GEORGETOWN, U.S.--Penang Forum congratulates Dato Sri Anwar Ibrahim on becoming Prime Minister of Malaysia.

So far, the PM has set the tone for his new administration by commendably shunning extravagant spending, especially in his choice of official car, saving the government a large sum of money. He also wants to trim ministerial pay and slim down the cabinet to reflect the new administration's commitment to financial prudence.

In the same vein, Penang Forum hopes the new PM will review all mega-projects, which involve billions of ringgit of public funds.

As the new PM is surely aware, civil society groups in Penang have consistently highlighted the bloated "PTMP" mega-project costing a colossal RM46bn ringgit.

It was disingenuous of the Penang government to recently mention the rail link from Penang Island to mainland Penang, as this does not fall under PTMP Phase 1, which will take years to complete.

Instead, what is in Phase 1 is a mega-highway project on sensitive hill terrain – the RM9bn "Pan Island Link" - and a RM10 billion single-line elevated light rail transit project. Both mega-projects come up to almost RM20 billion.

Penang Forum has consistently pointed out that these projects are bloated and unsustainable. What's more, the SRS Consortium's PTMP financing model – to raise funds from selling 4,500 acres of reclaimed land off the southern coast of Penang Island – has clearly failed.

When SRS first put forward their proposal, we were told a key reason it was selected was that its financial model would not cost the public anything as the proceeds from the sales of reclaimed land would finance the transport infrastructure. The only financing required would be a couple of billion of ringgit of bridging loans to meet working capital shortfalls.

By now, however, it is clear that the land reclamation, dogged by ecological concerns and a listless property market, will not be quick enough to raise enough funds to finance the RM20 billion required under Phase 1 - hence the Penang government's desperate plea to the federal government for financing for the PTMP.

But we question the wisdom of making such a financial commitment without carrying out an independent review and due diligence, especially given the federal government's own severe financial constraints.
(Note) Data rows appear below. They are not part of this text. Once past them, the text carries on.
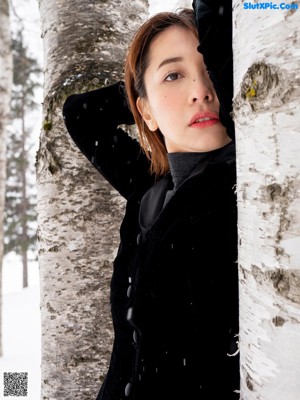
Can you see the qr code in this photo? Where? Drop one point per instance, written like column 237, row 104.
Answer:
column 15, row 384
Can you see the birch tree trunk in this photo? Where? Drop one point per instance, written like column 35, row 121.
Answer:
column 78, row 212
column 5, row 92
column 267, row 118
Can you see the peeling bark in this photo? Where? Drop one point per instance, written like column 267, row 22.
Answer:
column 267, row 119
column 78, row 212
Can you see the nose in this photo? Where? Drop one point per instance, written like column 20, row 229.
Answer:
column 202, row 91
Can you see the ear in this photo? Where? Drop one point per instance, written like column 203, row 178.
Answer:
column 143, row 107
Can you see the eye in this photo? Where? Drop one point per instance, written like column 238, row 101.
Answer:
column 173, row 76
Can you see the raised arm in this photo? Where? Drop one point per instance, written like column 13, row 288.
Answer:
column 92, row 120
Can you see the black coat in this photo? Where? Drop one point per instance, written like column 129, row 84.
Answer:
column 174, row 290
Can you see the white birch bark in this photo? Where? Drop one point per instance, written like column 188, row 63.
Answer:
column 5, row 92
column 78, row 212
column 267, row 118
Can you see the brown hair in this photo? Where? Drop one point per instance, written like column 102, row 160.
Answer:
column 136, row 63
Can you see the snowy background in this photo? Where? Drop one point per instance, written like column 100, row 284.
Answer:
column 21, row 331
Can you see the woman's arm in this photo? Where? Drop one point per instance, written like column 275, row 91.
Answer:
column 92, row 120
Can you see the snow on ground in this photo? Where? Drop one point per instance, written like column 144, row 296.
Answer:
column 21, row 326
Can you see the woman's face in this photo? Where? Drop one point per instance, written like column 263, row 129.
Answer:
column 181, row 100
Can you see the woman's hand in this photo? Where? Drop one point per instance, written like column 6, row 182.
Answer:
column 214, row 23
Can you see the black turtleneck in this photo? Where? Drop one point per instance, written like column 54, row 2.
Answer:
column 183, row 164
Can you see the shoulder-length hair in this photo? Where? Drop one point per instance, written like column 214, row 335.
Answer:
column 137, row 61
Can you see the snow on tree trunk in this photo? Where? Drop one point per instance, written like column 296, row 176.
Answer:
column 78, row 212
column 5, row 91
column 266, row 112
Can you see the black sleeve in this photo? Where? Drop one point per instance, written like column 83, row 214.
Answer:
column 214, row 23
column 92, row 120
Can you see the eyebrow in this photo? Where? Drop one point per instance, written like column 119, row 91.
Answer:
column 170, row 61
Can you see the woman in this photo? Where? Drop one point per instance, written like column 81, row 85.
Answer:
column 174, row 291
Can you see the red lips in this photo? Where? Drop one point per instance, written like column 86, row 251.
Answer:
column 203, row 119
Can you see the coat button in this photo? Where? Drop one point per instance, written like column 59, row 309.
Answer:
column 135, row 337
column 129, row 313
column 129, row 291
column 128, row 389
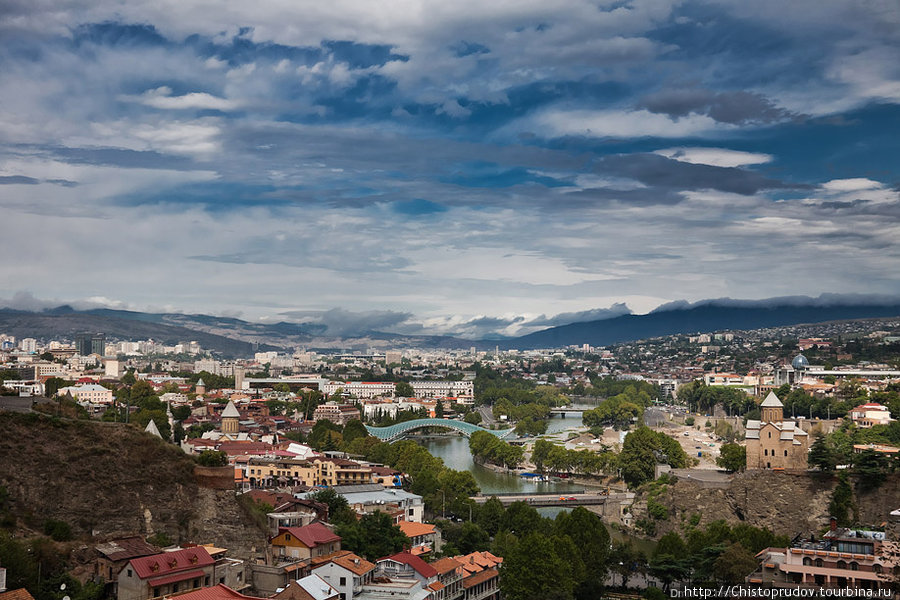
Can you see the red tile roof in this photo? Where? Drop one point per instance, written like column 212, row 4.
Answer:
column 311, row 535
column 180, row 576
column 171, row 562
column 217, row 592
column 419, row 566
column 479, row 578
column 445, row 565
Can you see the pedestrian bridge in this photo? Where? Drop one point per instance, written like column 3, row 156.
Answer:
column 393, row 433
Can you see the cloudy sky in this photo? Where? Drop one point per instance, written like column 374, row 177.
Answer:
column 457, row 167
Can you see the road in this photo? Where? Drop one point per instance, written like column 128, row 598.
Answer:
column 572, row 499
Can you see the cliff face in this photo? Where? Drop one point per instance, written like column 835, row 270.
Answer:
column 785, row 503
column 107, row 479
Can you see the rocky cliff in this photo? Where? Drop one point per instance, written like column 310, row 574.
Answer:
column 107, row 479
column 785, row 503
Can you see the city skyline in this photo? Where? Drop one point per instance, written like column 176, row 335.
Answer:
column 457, row 168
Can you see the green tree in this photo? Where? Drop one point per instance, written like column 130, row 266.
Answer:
column 404, row 389
column 490, row 514
column 587, row 532
column 822, row 455
column 534, row 570
column 643, row 449
column 732, row 457
column 212, row 458
column 374, row 536
column 473, row 417
column 339, row 510
column 734, row 564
So, to put an end to the ding-dong argument over who is right – the Penang state government or the Penang NGOs – we propose that the federal government engage international experts on sustainable mobility to review the bloated PTMP.
 
One such body that could be roped in is the non-profit Institute of Transportation and Development Policy (ITDP) based in New York, which has considerable expertise in looking at sustainable mobility solutions.

We believe the focus should be on building up the bus system in Penang and later upgrading busy routes to street-level rail lines as and when the need arises and improving first and last mile connectivity.

As it stands, Penang has fewer than 400 buses. Long before Singapore started its MRT system, it drastically improved its bus service. Today the island republic has almost 6,000 buses and they even carry more passengers than their MRT system – hard to believe, but true. This would cost only a fraction of the SRS PMTP.

Also, we need to maximise the potential of water transport in the state given that much of the state is so close to the sea. Sadly, we have already lost the regular iconic Penang ferries.

Finally, we hope that the federal government's commendable prudence in spending will extend to the ecologically and financially unsustainable mega-projects in Penang.

Please subject the PTMP to international review by a genuinely independent body of sustainable mobility experts. Surely, that is not asking too much, given the tens of billions of ringgit at stake.